It is no doubt that computers are faster than human brains. But, when it comes to a more complex set of problems computer does struggle a bit. The scientists have been working for many years on improving the efficiency and computational power of the computer system. And it seems like the team from Georgia Institute of Technology have found a solution for this problem.
The advancement of computers
Yes, it’s true that the computers have become more powerful than ever. They can do things in much less time than a normal human brain can do. The advancement of technologies like the artificial intelligence, machine learning, virtual reality has forced the scientist to improve the computer’s computational power so that the complex task can be handled in the shorter amount of time.
When it comes to handling complex data sets or problems, even the most advanced computer in the world can take weeks to solve that problem.
The team from the University of Notre Dame and Georgia Institute of Technology has created a new computing system that aims to tackle one of the computing’s hardest problem in a fraction of the time.
Arjit Raychowdhury, an associate professor at Georgia Institute of Technology said, “We wanted to develop a technology that can solve a problem without using the normal binary representations. The binary representation is the backbone of computing but is often the main reason for the delayed result. So, we tried to develop the technology that can skip this time and eventually solve the problem much quicker.”
The new system uses the network of electronic oscillators to solve graph coloring tasks (which is considered as one of the most difficult problems of the present times and most of the computer struggle to solve this).
Modern applications like resource allocation, machine learning, and protein structure analysis are demanding much faster computers to solve the challenging problems. All of these sectors are closely related to graph coloring.

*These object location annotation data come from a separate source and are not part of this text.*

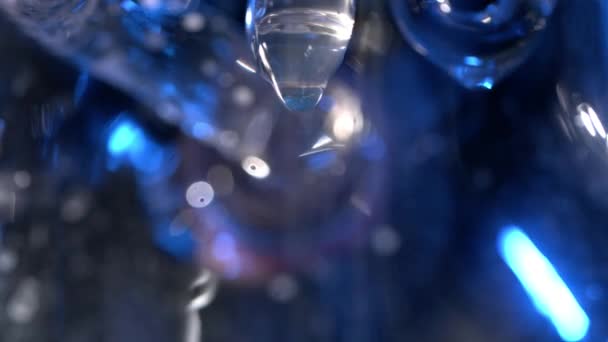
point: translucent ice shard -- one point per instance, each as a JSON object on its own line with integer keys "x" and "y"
{"x": 299, "y": 45}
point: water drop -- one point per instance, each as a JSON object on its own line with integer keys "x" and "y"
{"x": 478, "y": 42}
{"x": 299, "y": 45}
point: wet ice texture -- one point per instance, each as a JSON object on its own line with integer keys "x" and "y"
{"x": 299, "y": 50}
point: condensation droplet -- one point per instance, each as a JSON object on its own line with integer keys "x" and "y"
{"x": 193, "y": 22}
{"x": 243, "y": 96}
{"x": 256, "y": 167}
{"x": 8, "y": 260}
{"x": 283, "y": 288}
{"x": 24, "y": 303}
{"x": 200, "y": 194}
{"x": 385, "y": 241}
{"x": 22, "y": 179}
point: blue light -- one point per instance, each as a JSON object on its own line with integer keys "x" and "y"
{"x": 472, "y": 61}
{"x": 550, "y": 295}
{"x": 177, "y": 241}
{"x": 123, "y": 137}
{"x": 487, "y": 83}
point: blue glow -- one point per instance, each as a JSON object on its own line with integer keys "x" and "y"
{"x": 248, "y": 17}
{"x": 472, "y": 61}
{"x": 177, "y": 241}
{"x": 225, "y": 251}
{"x": 123, "y": 137}
{"x": 487, "y": 83}
{"x": 549, "y": 293}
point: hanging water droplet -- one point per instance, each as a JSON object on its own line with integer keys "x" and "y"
{"x": 478, "y": 42}
{"x": 299, "y": 44}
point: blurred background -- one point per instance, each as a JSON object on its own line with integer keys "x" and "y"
{"x": 449, "y": 186}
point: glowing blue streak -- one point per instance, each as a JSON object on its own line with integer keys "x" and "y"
{"x": 487, "y": 83}
{"x": 122, "y": 138}
{"x": 472, "y": 61}
{"x": 550, "y": 295}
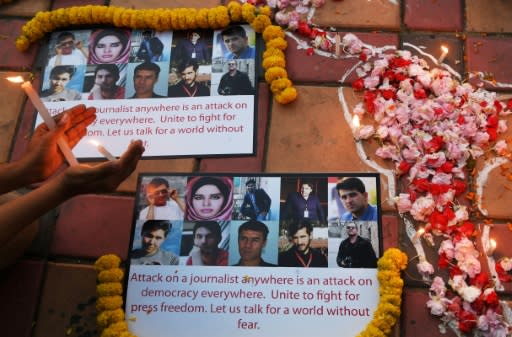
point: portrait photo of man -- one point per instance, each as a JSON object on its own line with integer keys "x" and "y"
{"x": 252, "y": 241}
{"x": 153, "y": 234}
{"x": 207, "y": 236}
{"x": 354, "y": 197}
{"x": 355, "y": 251}
{"x": 301, "y": 254}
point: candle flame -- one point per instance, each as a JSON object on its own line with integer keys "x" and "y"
{"x": 15, "y": 79}
{"x": 94, "y": 142}
{"x": 355, "y": 122}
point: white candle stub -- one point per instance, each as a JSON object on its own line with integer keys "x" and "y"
{"x": 444, "y": 52}
{"x": 102, "y": 150}
{"x": 45, "y": 115}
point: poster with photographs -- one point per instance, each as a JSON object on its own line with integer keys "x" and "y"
{"x": 195, "y": 88}
{"x": 254, "y": 255}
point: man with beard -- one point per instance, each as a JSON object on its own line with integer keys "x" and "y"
{"x": 207, "y": 236}
{"x": 164, "y": 202}
{"x": 301, "y": 254}
{"x": 252, "y": 239}
{"x": 188, "y": 87}
{"x": 355, "y": 251}
{"x": 105, "y": 79}
{"x": 154, "y": 233}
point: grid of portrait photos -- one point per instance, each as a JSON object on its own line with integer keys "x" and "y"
{"x": 314, "y": 220}
{"x": 111, "y": 63}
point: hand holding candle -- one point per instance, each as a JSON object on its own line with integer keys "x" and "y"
{"x": 103, "y": 150}
{"x": 47, "y": 118}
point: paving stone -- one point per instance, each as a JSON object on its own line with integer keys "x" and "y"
{"x": 490, "y": 56}
{"x": 245, "y": 164}
{"x": 488, "y": 16}
{"x": 321, "y": 69}
{"x": 416, "y": 318}
{"x": 167, "y": 4}
{"x": 70, "y": 3}
{"x": 94, "y": 225}
{"x": 443, "y": 15}
{"x": 432, "y": 45}
{"x": 10, "y": 56}
{"x": 497, "y": 188}
{"x": 24, "y": 8}
{"x": 12, "y": 97}
{"x": 68, "y": 302}
{"x": 359, "y": 14}
{"x": 19, "y": 289}
{"x": 311, "y": 135}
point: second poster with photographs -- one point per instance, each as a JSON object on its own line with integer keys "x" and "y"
{"x": 305, "y": 221}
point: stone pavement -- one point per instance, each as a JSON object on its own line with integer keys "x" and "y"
{"x": 50, "y": 292}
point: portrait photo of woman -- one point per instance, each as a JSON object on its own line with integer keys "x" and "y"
{"x": 209, "y": 198}
{"x": 109, "y": 46}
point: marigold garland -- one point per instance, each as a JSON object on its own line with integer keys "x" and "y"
{"x": 174, "y": 19}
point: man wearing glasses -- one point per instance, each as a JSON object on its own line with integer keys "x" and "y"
{"x": 354, "y": 197}
{"x": 68, "y": 51}
{"x": 235, "y": 82}
{"x": 355, "y": 251}
{"x": 164, "y": 202}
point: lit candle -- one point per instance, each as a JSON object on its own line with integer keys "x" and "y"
{"x": 103, "y": 150}
{"x": 337, "y": 49}
{"x": 418, "y": 234}
{"x": 355, "y": 126}
{"x": 491, "y": 247}
{"x": 443, "y": 54}
{"x": 47, "y": 118}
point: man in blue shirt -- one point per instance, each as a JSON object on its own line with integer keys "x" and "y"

At present, we have reached the limitations of digital computer processors.
The graph coloring problem
This problem starts with a graph which represents the set of objects connected in a certain way. To solve these problems each object must be assigned a color (two adjacent nodes should not have the same color). The ultimate aim is to color all the object in the graph using the smallest number of different colors.
The researchers took the cues from the human brain while designing the system. The system works similar to the human brain where the processing is handled collectively (neural oscillatory network). The collective computing increases the power of the computer. The dynamical systems with complex interdependencies evolve rapidly and solve complex sets of equations rapidly.
The electronic oscillators are fabricated from vanadium oxide which has a natural ability that can be used to solve graph coloring problems. These oscillators automatically get synchronized at same frequency when they are electrically connected via capacitive links.
The researchers have developed the system with a smaller number of oscillators but this can be expanded according to the use.
Researchers said that their next goal is to implement this technology with larger nodes and model number of oscillators. According to them, this technology can be really helpful for the companies that looking for computers to help to optimize their resource such as power utility wanting to maximize the efficiency.